Dans cette citation, Ibn 'Abd Al Barr explique que la parole du Prophète ﷺ « Allah rit » signifie qu'Allah accueille Son serviteur avec Sa miséricorde, Son agrément, Son pardon et Son indulgence. Il précise ensuite que le terme « rire » est employé de manière métaphorique et qu'il ne peut être attribué à Allah comme il l'est aux êtres humains.
“
Quant à la parole du prophète ﷺ « Allah rit », cela signifie qu'Allah accueille avec Sa miséricorde, Son agrément, Son pardon et Son indulgence. Le terme « rire » est ici employé de façon métaphorique (majaz). Le rire ne peut pas être attribué à Allah de la même manière qu'il l'est pour les êtres humains. Car « rien ne Lui ressemble » et aucune chose ne peut Lui être comparée.

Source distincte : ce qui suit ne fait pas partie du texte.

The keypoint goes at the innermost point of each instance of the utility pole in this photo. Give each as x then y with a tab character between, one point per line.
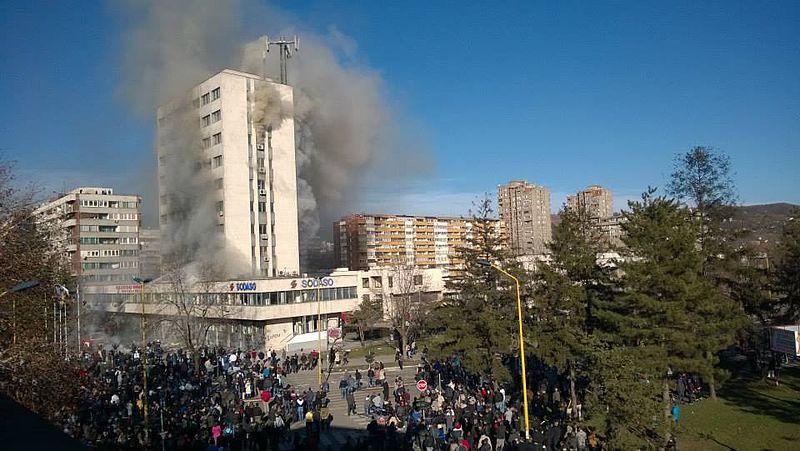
285	48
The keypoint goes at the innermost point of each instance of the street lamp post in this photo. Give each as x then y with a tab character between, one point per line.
141	283
319	333
521	343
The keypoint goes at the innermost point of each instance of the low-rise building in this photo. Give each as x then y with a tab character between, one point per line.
97	231
364	241
266	313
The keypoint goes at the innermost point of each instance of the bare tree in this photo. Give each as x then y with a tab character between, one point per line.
189	307
405	308
369	312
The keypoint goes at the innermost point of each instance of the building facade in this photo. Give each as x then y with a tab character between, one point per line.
150	253
98	232
247	148
271	313
596	201
525	213
363	242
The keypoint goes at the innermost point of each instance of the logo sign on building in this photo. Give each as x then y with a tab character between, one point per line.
316	283
128	289
242	286
334	333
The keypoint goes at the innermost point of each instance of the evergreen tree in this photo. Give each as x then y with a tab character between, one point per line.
667	311
369	311
478	322
624	401
702	180
565	292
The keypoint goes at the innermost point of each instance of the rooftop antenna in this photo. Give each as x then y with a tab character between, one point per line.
286	47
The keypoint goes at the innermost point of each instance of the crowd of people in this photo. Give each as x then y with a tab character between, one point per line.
219	399
238	400
463	411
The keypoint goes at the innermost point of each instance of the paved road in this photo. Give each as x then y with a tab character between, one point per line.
345	426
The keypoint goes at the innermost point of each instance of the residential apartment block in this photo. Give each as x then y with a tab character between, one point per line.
363	242
246	148
150	253
98	232
596	201
525	213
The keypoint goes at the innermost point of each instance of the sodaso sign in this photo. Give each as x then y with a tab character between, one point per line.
316	283
243	286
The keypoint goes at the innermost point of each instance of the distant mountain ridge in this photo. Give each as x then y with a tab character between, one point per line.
762	225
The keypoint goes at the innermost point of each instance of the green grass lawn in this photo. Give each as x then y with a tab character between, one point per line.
750	414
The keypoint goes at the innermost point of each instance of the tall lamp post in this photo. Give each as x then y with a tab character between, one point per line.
319	332
141	283
22	286
521	342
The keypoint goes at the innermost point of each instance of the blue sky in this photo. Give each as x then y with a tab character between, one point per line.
564	94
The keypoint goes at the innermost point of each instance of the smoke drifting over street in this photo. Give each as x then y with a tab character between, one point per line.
344	126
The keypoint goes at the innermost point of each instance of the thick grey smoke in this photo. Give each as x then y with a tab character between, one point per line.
344	128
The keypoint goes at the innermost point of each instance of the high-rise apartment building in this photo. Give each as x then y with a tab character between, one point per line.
363	242
150	253
98	232
242	125
595	201
525	213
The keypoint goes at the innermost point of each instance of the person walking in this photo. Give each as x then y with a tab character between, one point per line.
351	403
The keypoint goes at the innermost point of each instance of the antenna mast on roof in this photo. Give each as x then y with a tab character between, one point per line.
286	47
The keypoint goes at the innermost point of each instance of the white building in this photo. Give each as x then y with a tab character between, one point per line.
98	232
246	163
271	313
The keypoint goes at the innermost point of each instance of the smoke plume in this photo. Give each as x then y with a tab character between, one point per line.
343	124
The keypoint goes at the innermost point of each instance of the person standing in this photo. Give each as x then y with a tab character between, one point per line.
351	403
580	438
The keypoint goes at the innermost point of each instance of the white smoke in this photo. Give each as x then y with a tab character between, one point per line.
344	128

L'imam Ibn 'Abd Al BarrAl Istidhkar - tome 5, page 97
Cette explication s'inscrit dans une tradition savante ancienne. Les grands imams malikites ont constamment affirmé que le Créateur est absolument incomparable à Sa création. Ils ont défendu avec force Sa transcendance, rejeté toute forme d'anthropomorphisme et rappelé que les attributs d'Allah doivent être compris d'une manière conforme à Sa majesté et à Sa perfection.
Préserver cette transcendance n'est pas un simple débat théologique. C'est préserver la pureté du monothéisme et reconnaître qu'Allah est exempt de toute imperfection, de toute limite, de tout changement et de toute ressemblance avec les créatures. C'est pourquoi les savants ont accordé une attention particulière à ces questions, afin que les textes révélés soient compris sans porter atteinte à la grandeur d'Allah.
Cette citation constitue donc un précieux témoignage de la manière dont un grand imam malikite comprenait ces textes. Elle rappelle que l'étude des ouvrages des savants est indispensable pour connaître fidèlement leur pensée, et qu'il convient de rester prudent face aux affirmations attribuées à certains imams sans retour direct à leurs écrits.